There is a lot more to the idea of telling the truth versus telling a lie. In a perfect world revolving around you, everyone would tell you what you want to be true. In a world out to get you, people would say what they want to be true. At no point would actual truth purposefully enter the equation. The world is a fluid environment, constantly changing. Sometimes a truth becomes a falsehood through a failure of communication, misbehavior (adult style), or even the intervention of a 3rd party. To avoid unnecessary emotional damage a slightly more distant perspective can be invaluable, even on matters close to the heart.
When someone makes a statement, it can be true at that moment but not necessarily for long. For example, “You are standing on my face” is spoken in hopes that their face won’t be stood on for much longer. There is no lie intended, just a fact that moves into the past tense. While this is an absurd example, the principle applies to far more intimate statements. Even “I love you” can stop being true if the feeling is not mutual, especially when the reality is presented in a slap to the face either real or metaphorical. There is also the possibilty that another person will arrive suddenly and take over the spotlight. That doesn’t make it right, acceptable, honorable, or any other positive adjective, but sudden changes in “truth” are happening constantly.
For some, the truth is only true as long as they want it to be. This loose interpretation is most common for parents making “deals” with their kids. Accomplish A, B, and C and you can borrow the car. But while meeting those prerequisites, it is very common for a child to mess up something else rather badly, which is grounds for the parent to cancel the original deal even after the conditions have been met. This principle applies in romantic relationships as well. For example, “I will always be here for you no matter what” can be negated by “you slept with my sister?” or “you murdered my mother?” or any number of less drastic events. The point is, any truth can be derailed by unrelated events.
Another perspective deals with the person on the receiving end of a promise. Typically when someone makes you a promise, it is based on a foundation of shared experience and trust. However, if you undermine the foundation then you can destroy everything and change someone else’s truth for them. This sounds amazingly similar to some of what I already stated simply because it is the same concept viewed from the other side. In short, both the promiser and the promisee can change the truth into what may seem like a lie.
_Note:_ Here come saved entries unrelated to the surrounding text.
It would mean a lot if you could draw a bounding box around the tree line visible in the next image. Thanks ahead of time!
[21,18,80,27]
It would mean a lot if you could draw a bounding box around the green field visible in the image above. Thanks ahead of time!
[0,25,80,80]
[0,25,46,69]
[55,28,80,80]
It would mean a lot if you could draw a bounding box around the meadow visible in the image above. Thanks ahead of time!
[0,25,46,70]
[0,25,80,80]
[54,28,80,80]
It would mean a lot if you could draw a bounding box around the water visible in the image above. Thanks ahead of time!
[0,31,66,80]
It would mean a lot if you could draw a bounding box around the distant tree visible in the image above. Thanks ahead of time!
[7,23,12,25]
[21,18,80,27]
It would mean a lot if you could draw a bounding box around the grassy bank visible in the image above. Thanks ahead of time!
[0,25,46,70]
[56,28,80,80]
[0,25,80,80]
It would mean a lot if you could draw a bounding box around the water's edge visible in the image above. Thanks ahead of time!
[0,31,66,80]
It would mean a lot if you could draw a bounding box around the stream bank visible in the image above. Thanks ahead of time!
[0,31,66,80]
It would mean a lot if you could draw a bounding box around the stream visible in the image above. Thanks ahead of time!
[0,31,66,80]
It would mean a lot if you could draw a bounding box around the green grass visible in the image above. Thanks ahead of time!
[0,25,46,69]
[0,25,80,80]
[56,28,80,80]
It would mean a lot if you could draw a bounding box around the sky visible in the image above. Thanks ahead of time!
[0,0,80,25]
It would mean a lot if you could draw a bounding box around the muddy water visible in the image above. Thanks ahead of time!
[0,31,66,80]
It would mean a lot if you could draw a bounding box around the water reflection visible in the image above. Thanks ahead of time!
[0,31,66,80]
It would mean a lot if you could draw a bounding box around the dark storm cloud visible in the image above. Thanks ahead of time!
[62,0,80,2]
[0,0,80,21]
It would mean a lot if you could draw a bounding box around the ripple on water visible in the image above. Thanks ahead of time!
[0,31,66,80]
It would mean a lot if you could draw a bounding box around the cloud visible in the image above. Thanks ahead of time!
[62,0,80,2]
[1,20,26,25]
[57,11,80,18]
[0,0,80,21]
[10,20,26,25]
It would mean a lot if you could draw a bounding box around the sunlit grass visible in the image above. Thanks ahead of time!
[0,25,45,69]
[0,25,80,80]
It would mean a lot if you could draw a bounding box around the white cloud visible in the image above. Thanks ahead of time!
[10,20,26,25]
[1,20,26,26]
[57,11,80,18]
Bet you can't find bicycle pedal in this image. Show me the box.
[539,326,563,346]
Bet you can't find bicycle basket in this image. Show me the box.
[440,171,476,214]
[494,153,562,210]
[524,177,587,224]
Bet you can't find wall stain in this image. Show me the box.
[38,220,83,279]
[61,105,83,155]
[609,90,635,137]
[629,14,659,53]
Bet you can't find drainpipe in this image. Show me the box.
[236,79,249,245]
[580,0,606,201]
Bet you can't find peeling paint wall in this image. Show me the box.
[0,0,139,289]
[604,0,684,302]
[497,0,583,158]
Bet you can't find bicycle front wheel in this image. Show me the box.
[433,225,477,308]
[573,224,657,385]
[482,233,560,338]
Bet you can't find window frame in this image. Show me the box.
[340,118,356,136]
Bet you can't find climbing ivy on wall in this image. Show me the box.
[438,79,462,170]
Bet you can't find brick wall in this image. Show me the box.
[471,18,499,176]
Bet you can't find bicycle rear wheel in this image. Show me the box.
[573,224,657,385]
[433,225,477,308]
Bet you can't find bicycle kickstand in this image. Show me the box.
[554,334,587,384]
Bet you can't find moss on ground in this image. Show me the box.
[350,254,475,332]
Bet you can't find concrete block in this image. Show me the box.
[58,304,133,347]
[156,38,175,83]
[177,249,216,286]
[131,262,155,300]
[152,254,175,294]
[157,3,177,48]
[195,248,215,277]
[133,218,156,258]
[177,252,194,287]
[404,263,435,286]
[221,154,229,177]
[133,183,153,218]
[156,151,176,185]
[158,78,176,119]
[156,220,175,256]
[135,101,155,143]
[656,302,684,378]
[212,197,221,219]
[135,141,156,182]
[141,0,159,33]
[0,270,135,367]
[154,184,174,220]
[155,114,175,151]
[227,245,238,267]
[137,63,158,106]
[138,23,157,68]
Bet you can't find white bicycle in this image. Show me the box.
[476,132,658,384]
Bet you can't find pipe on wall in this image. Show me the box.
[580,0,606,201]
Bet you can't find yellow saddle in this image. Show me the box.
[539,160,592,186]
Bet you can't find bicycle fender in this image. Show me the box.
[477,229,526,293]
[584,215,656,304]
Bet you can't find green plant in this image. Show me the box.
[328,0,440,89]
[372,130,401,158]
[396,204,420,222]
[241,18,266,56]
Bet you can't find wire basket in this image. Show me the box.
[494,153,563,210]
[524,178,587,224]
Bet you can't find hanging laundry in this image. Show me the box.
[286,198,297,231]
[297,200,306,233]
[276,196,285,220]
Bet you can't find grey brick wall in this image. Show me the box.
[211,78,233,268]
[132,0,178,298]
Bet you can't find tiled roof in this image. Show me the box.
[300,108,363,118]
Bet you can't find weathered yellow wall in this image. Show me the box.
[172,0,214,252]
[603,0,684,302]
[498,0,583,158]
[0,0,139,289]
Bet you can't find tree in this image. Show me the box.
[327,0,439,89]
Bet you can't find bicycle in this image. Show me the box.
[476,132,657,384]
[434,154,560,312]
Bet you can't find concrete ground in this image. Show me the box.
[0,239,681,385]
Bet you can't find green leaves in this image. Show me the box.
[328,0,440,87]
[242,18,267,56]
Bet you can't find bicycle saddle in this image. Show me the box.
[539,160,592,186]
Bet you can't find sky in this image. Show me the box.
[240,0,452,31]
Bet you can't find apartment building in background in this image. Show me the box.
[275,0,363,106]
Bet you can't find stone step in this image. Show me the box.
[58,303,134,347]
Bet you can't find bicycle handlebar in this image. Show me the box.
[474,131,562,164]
I could go on and on giving situations of varying severity, but if you understand one concept and remember it, you can extrapolate it to make sense of almost any social interaction. Any statement, belief, fact, situation is contingent on thousands of connections between any number of people, and as such can change in a fundamental or superficial way without warning. The key to surviving with your heart intact is to recognize the interweaving lattice supporting any promise or declaration and be understanding of the effects of change on your own situation. Put simply, go with the flow.
The truth is out there, but it is subject to change without notice. Take a deep breath, look at the big picture, and save yourself a lot of anger, frustration, and resentment.